Currently, we are planning to spend a week in the city to view pre-screened apartments. While there, we plan to sign a lease. All of the above will take place *prior* to visiting our local Mexican Consulate to obtain a Temporary Resident visa. 

_Is this correct?_

Thanks so much!
Hongos :hungry:


----------



## TundraGreen (Jul 15, 2010)

hongos said:


> Hola!
> 
> I spend time each day looking at various websites devoted to renting apartments in GDL/Zapopan. While our move is still months away, I am enjoying seeing what is on the market and what it costs. There are so many beautiful places!
> 
> ...



You may find that most of the web sites devoted to renting apartments are aimed at wealthy individuals from north of the border, i.e. US or Canadian renters. That market will probably include a lot of the upscale apartments available and be just what you are looking for. However, for those on a budget or looking for less expensive places, most of the choices are not listed on any internet site. They are advertised with a sign on the building or by word of mouth. They can be found by roaming interesting neighborhoods, looking at the signs or inquiring at the corner abarrote (corner store).


----------



## hongos (Jul 15, 2018)

Exactly, TundraGreen. For the first year, we will "splurge." After we get to know the city a bit better and have some time on the ground, we will have to adjust.


----------



## Stevenjb (Dec 10, 2017)

I am going to take a stab at this one. Why sign a lease before you are approved for the Temporary Residence? Can you wait until all is good to go before committing to a lease?


----------



## TundraGreen (Jul 15, 2010)

hongos said:


> Exactly, TundraGreen. For the first year, we will "splurge." After we get to know the city a bit better and have some time on the ground, we will have to adjust.

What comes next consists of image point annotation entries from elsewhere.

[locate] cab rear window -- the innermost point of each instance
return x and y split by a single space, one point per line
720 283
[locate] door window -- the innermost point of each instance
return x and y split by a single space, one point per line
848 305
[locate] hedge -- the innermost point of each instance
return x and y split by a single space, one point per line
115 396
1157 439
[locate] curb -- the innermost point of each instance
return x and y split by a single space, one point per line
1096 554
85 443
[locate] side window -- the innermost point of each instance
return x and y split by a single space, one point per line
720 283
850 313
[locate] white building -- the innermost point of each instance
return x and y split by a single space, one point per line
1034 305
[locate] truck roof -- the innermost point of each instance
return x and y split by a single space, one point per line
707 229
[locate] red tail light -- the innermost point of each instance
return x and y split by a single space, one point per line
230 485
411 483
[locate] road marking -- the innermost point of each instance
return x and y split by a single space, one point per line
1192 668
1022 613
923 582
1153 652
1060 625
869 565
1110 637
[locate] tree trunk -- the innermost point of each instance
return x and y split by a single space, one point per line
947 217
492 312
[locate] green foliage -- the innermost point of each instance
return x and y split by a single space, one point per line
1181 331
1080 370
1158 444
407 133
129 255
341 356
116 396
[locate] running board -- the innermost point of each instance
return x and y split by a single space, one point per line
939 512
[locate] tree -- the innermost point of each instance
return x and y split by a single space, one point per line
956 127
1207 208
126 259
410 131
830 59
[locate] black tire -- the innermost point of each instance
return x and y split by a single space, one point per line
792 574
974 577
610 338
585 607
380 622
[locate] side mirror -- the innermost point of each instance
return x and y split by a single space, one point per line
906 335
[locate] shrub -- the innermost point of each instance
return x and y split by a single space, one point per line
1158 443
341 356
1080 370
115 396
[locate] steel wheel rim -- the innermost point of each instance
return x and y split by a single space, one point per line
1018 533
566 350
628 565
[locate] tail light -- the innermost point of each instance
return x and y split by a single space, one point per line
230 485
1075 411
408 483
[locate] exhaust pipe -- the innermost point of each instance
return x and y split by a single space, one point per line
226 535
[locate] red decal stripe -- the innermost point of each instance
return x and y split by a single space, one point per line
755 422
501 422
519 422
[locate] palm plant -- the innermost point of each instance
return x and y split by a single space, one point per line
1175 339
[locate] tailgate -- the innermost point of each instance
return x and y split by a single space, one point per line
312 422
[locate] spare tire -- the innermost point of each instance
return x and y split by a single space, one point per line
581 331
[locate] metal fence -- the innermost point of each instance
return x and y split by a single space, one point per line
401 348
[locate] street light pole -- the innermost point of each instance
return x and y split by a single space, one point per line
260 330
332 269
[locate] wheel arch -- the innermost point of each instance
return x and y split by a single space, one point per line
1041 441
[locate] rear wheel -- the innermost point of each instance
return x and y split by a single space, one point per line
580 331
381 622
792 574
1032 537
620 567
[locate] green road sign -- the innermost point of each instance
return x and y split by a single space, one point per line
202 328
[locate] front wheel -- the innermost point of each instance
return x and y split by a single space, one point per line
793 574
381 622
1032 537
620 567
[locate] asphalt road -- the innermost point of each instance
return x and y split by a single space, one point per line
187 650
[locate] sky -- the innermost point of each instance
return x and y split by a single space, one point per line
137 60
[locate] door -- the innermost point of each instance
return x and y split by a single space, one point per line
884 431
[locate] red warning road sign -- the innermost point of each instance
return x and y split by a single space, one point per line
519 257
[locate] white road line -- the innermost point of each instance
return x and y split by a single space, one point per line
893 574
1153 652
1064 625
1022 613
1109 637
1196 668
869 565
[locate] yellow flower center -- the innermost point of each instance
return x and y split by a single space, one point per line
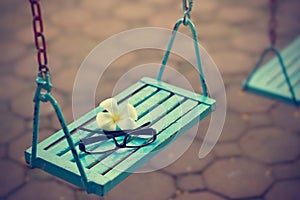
115 118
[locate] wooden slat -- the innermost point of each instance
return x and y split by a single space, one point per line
141 109
152 115
62 147
167 136
289 54
179 91
269 80
181 110
122 154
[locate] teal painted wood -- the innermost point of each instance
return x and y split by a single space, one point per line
172 111
270 81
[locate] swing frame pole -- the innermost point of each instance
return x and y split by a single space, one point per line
43 94
186 22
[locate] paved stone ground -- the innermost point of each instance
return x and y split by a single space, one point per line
258 154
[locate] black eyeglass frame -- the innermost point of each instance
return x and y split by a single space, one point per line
140 131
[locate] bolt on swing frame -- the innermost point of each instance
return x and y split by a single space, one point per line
203 106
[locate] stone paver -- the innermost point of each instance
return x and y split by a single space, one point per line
285 190
227 150
10 181
252 103
257 155
282 113
191 182
237 178
190 161
13 127
266 144
40 190
286 171
199 195
159 186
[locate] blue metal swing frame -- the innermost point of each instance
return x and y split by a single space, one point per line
58 154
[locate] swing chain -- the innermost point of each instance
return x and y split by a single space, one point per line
187 6
273 22
39 37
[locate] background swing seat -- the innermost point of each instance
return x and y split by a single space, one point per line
269 81
172 111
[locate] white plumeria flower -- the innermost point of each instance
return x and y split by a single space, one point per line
116 117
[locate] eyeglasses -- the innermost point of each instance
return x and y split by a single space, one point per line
108 141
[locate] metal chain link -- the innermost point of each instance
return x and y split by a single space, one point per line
273 22
39 37
187 6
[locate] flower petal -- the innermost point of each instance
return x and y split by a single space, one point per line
110 105
127 123
105 122
128 111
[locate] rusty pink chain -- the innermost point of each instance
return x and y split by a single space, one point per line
39 37
273 22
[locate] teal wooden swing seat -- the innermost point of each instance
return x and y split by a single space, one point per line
279 78
98 174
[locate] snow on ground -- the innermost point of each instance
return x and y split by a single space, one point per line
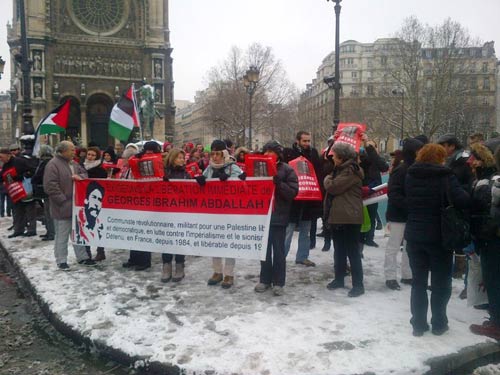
309 330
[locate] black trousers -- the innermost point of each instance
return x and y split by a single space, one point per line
167 258
312 233
490 265
425 258
346 245
273 269
140 258
24 215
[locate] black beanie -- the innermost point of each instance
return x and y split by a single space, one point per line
218 145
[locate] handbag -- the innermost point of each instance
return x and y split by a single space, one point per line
455 228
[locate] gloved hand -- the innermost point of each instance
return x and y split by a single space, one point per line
202 180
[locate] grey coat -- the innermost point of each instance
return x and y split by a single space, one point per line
58 184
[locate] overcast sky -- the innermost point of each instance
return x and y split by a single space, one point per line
301 32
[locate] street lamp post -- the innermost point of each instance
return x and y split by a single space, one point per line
250 80
401 91
23 60
336 103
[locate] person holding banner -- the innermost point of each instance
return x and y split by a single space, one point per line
345 216
304 212
373 164
273 269
58 178
141 260
397 215
221 166
175 170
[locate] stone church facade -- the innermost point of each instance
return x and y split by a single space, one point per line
91 52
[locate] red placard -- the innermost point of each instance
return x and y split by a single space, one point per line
309 189
260 165
148 166
350 133
193 169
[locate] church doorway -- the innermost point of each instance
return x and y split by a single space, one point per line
98 111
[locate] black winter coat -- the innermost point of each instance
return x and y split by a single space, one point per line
37 179
485 219
458 165
396 205
372 164
426 195
306 210
287 187
24 167
177 173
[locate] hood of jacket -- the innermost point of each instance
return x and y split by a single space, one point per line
427 170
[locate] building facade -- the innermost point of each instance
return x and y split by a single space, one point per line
371 87
90 52
6 136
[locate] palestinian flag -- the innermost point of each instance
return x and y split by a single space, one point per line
56 121
124 116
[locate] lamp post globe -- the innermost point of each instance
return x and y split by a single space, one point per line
250 80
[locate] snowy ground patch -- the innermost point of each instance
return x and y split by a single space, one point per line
309 330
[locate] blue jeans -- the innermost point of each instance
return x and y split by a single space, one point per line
304 242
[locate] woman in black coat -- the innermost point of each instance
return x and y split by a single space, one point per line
273 269
425 187
174 170
396 216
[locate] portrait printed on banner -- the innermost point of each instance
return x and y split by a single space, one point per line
88 225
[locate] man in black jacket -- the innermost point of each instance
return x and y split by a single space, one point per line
373 164
273 269
16 168
303 213
396 216
457 162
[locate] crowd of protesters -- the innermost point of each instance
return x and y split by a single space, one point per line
424 178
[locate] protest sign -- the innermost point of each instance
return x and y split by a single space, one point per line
223 218
350 133
309 189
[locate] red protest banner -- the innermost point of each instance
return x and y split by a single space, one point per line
309 189
350 133
223 218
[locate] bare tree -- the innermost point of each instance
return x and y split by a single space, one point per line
426 65
274 101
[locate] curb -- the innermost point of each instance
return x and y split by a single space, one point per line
141 364
463 362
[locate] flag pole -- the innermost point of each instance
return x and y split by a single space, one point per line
136 110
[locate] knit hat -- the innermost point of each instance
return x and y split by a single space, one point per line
152 146
422 138
218 145
274 146
450 139
483 153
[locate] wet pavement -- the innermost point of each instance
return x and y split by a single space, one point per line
29 345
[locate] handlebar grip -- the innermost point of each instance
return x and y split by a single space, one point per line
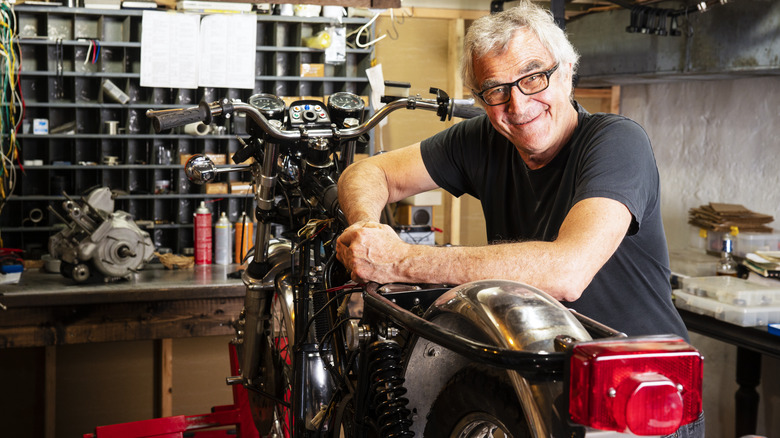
467 111
165 120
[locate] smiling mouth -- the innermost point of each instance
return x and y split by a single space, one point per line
522 123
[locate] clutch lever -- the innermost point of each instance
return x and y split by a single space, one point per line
200 169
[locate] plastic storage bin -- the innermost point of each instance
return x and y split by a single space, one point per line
731 290
749 316
751 242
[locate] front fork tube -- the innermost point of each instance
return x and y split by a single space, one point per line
257 300
264 196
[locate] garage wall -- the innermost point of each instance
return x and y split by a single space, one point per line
715 141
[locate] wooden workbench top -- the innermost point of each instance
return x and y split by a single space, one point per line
156 303
38 288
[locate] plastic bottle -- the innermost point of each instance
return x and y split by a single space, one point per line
222 242
202 235
244 237
727 265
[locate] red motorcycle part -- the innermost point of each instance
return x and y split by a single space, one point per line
238 414
644 386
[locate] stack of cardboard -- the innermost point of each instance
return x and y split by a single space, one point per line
721 217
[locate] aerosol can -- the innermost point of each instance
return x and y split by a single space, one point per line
202 235
222 245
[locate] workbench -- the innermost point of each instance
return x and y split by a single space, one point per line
48 310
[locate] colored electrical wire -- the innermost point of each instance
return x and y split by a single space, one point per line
11 102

That sounds like a great plan to me.


----------



## hongos (Jul 15, 2018)

Stevenjb said:


> I am going to take a stab at this one. Why sign a lease before you are approved for the Temporary Residence? Can you wait until all is good to go before committing to a lease?


Thank you for your response. It is a good question and one I have wrestled with. Based on the requirements for Temporary Residency, we will qualify. That said...

My concerns are based on this webpage: 
Visas 

We are entering by car _when we actually make the move to GDL_ in 2019.

I do not want to enter GDL via air (to sign apartment lease) with the pre-approved Temporary Resident visa in my passport. I want the first time we enter Mexico with the pre-approved Temporary Resident visa to be when we enter with our car. 

If we get the approval first, and then fly into GDL to sign a lease on an apartment, we will not be able to exit Mexico until our Temporary Resident visa is fully processed. 

Worst case scenario here: If we sign a lease first, and then later get denied for Temporary Residency, we will simply do the 180-day tourist visa shuffle, right? 

:ranger:


----------



## hongos (Jul 15, 2018)

TundraGreen said:


> That sounds like a great plan to me.


Thanks. If 12 months in a luxe apartment doesn't help us through the culture shock, that says something about the "fit." No?


----------



## Stevenjb (Dec 10, 2017)

hongos said:


> Thanks. If 12 months in a luxe apartment doesn't help us through the culture shock, that says something about the "fit." No?


The culture shock is staying in the U.S.


----------



## hongos (Jul 15, 2018)

Stevenjb said:


> The culture shock is staying in the U.S.


Exactamente.


----------